Pakistani hip hop is a music genre in Pakistan influenced heavily from merging American hip hop style beats with Pakistani poetry. The genre was initially dominated in English and Punjabi, but in recent years has expanded to Urdu, Sindhi, Pashto, and Balochi.

History
The contemporary hip hop and rap movement in Pakistan grew out of the globalization of American hip hop in the early 1990s. Some Pakistani artists began experimenting with rap and hip hop as early as 1993 when Fakhar-e-Alam released his first album Rap Up, where his single Bhangra Pao is commonly acknowledged as the "first rap song in Pakistan". In particular, the rise in popularity of Eminem in the late 1990s and 50 Cent in the early 2000s influenced many of today's hip hop artists in Pakistan such as "Party Wrecker" (Mustafa Khan) of the Pashto rap group Fortitude, Qzer (Qasim Naqvi) and DirtJaw.

The first Pakistani rap song was "Bhangra Rap" (1993) by Yatagaan (Fakhar-e-Alam), which became a major headliner on Pakistani music charts. The hit 1995 song "Billo De Ghar" by Abrar-ul-Haq also featured rapping.

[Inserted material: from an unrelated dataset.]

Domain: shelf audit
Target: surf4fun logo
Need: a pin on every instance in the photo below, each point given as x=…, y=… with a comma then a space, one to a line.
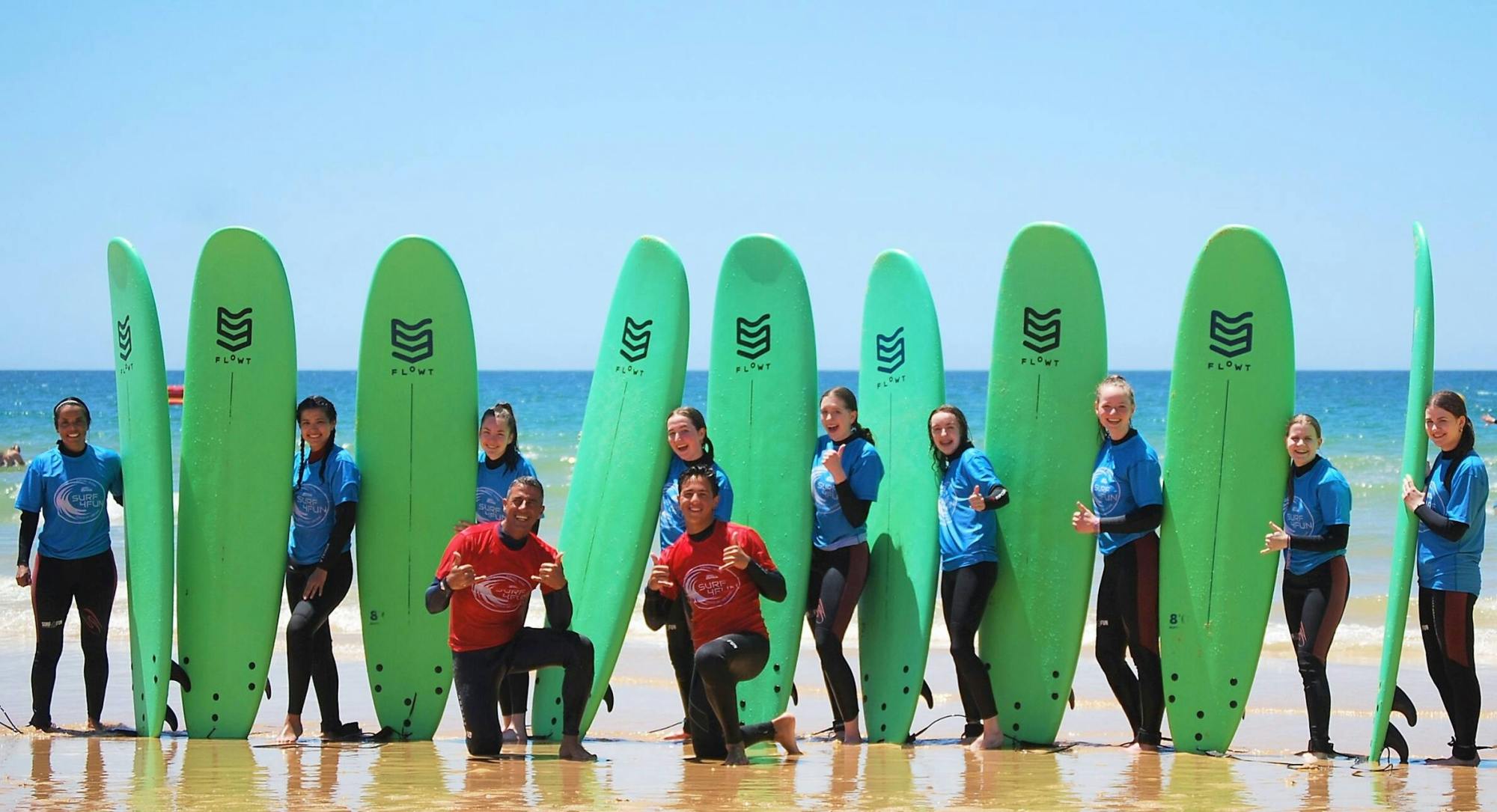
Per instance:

Hip hop and rap culture in Pakistan during the 1990s and early 2000s was mainly centered around those with a good grasp of English (a socioeconomically privileged group). Pakistani hip hop and rap artists at this time were mainly underground English acts and were dismissed by the media and mainstream as "Eminem ki aolad" (Eminem's children) and "yo-bache" (yo-kids).

Genre development
Hip hop music in Pakistan is still an emerging genre. Since the early 1990s, it has been performed taking inspiration from underground English scenes to regional Punjabi rap in the early 2000s, before branching out into various other languages.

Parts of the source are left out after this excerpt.